На спектакль я шел с камнем на шее. Даже анекдоты в артистической и на лестнице не смешили. Курносая Оля, моя партнерша, притащила из дому бутерброды и усиленно меня угощала. Голодным я был всегда, но Оля меня не вдохновляла.
- А я сегодня последний день, - вдруг сказала она. - Взяли в Институт культуры в Питере. Приезжай...
- Ваш выход! - донеслась команда помрежа.

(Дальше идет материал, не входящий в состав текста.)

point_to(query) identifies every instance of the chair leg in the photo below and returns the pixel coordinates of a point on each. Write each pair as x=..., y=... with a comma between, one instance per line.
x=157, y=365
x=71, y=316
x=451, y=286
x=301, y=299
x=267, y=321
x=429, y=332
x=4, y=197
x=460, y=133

Оля уже держала меня под руку. Грим она накладывала тщательно, никогда, в отличие от других, не ленилась положить румяна на шею, чтобы шея не белела, ведь в бинокли ненамазанную шею прекрасно видно. Я знал, как важны для актера мелочи. Знал историю знаменитого итальянца Сальвини. Тот вышел на сцену в "Отелло", наложив коричневый грим на лицо и позабыв накрасить коричневым руки. Зрители улыбались, заметив, что руки у Отелло смертельно бледные. Но Сальвини был гением, и не дал зрителю во втором акте повод похихикать. Отелло вышел снова с мертвенно белыми руками и - снял белые перчатки. Под ними был коричневый грим. Но кто в зале рассматривает статистов в бинокль?

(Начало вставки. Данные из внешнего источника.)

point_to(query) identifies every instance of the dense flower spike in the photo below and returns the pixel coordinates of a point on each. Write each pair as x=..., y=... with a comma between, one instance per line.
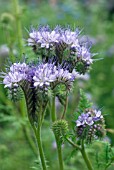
x=59, y=39
x=17, y=73
x=90, y=125
x=41, y=75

Заиграло танго. В ресторанчике под каштанами зашевелились пары. Оля слегка сжала мой локоть, я выдавил жалкое подобие улыбки, и мы двинулись на сцену. Я танцевал чуть-чуть разболтанно, любуясь расцветающими каштанами, небрежно намалеванными на холсте. Затем подпольщики сошлись, пошептались, а когда эсэсовец щелкнул хлыстом о голенище, рассыпались. Мы с Олей, влюбленная парочка, пошли вдоль оркестровой ямы у самой рампы.
И тут - едва я добрался до середины сцены, раздались оглушительные аплодисменты. Весь зал хлопал, кричал "браво" и даже "бис". Аплодисменты заглушили слова немецких офицеров. Актеры вынуждены были умолкнуть, выдержать паузу, начать сначала, а зал продолжал хлопать.

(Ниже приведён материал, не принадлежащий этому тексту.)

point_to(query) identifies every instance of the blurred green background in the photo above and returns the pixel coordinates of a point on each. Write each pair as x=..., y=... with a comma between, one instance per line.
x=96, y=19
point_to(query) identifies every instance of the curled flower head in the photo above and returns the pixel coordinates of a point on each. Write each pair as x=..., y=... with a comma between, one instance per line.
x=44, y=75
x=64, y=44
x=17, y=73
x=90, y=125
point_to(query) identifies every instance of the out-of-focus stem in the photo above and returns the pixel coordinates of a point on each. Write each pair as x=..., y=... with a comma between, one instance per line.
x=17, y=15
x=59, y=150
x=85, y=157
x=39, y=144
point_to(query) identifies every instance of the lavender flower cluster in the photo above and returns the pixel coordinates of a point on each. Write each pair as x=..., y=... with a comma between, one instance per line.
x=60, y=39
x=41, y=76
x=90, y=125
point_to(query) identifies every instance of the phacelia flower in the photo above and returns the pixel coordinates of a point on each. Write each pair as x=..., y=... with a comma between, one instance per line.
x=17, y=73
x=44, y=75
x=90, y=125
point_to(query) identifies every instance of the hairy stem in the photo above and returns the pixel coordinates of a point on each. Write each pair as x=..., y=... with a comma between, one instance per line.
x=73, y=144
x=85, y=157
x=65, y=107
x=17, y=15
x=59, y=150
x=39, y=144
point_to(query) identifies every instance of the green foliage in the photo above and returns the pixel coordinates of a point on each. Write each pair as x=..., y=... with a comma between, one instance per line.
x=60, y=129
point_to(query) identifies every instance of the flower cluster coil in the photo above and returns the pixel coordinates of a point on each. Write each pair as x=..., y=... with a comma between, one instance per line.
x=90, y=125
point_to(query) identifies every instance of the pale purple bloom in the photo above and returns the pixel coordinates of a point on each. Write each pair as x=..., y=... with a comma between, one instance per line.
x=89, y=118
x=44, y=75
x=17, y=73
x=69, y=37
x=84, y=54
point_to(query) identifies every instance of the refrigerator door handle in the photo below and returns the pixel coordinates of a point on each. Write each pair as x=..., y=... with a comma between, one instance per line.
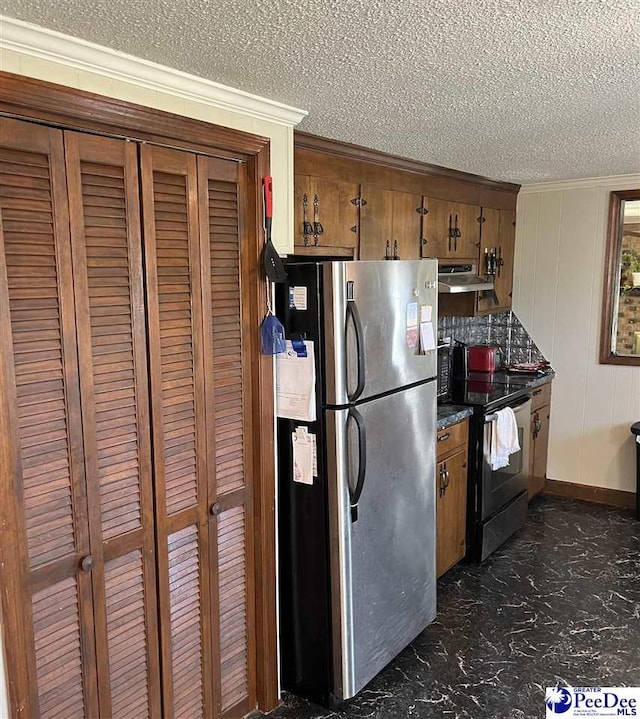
x=354, y=495
x=353, y=315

За кулисы прибежал Федорчук. Он тоже не понял, в чем дело. Наконец из зала кто-то выкрикнул мою фамилию, и снова раздались бешеные аплодисменты.
Федорчук, умница, с пульта помрежа позвонил администратору.
- Спокойно, ребята! - сказал он, положив трубку. - Все ясно! Сегодня филологический факультет в полном составе пришел на коллективный просмотр. Для них что стадион, что театр - болеют за своих!
В артистической никого не было, из репродуктора доносился второй акт. Я вытащил из банки горсть вазелина и жирно намазал лицо. Посидел немного, любуясь на себя в зеркало, оторвал усы и стал снимать ватой грим.
5.
Утром я дремал на лекции по философии, положив голову на руки, в самом углу, чтобы никого не видеть, ничего не слышать. Но сосед потряс меня за плечо:
- Проснись, тебе записка!
"Не могли бы Вы, - прочитал я, - подойти в антракте к колоннам? Л."
Сон как рукой сняло. Конец лекции я сидел в позе спринтера, ожидающего старт.
Умнайкина подходила ко мне медленно, чуть помахивая чемоданчиком, с настороженной улыбкой, которая едва угадывалась, будто Лина не очень была уверена, что это я, а если я, стоит ли вообще ко мне приближаться. Не выдержав, я шагнул к ней навстречу и готов был взять у нее чемоданчик, потому что в руках она держала еще и пачку книг. Но чемоданы на факультете носили только своим девушкам, и Лина отвела руку, а я почувствовал, что покраснел.
И тогда она улыбнулась. Она улыбнулась, как умела только она, и первый раз для меня и больше ни для кого.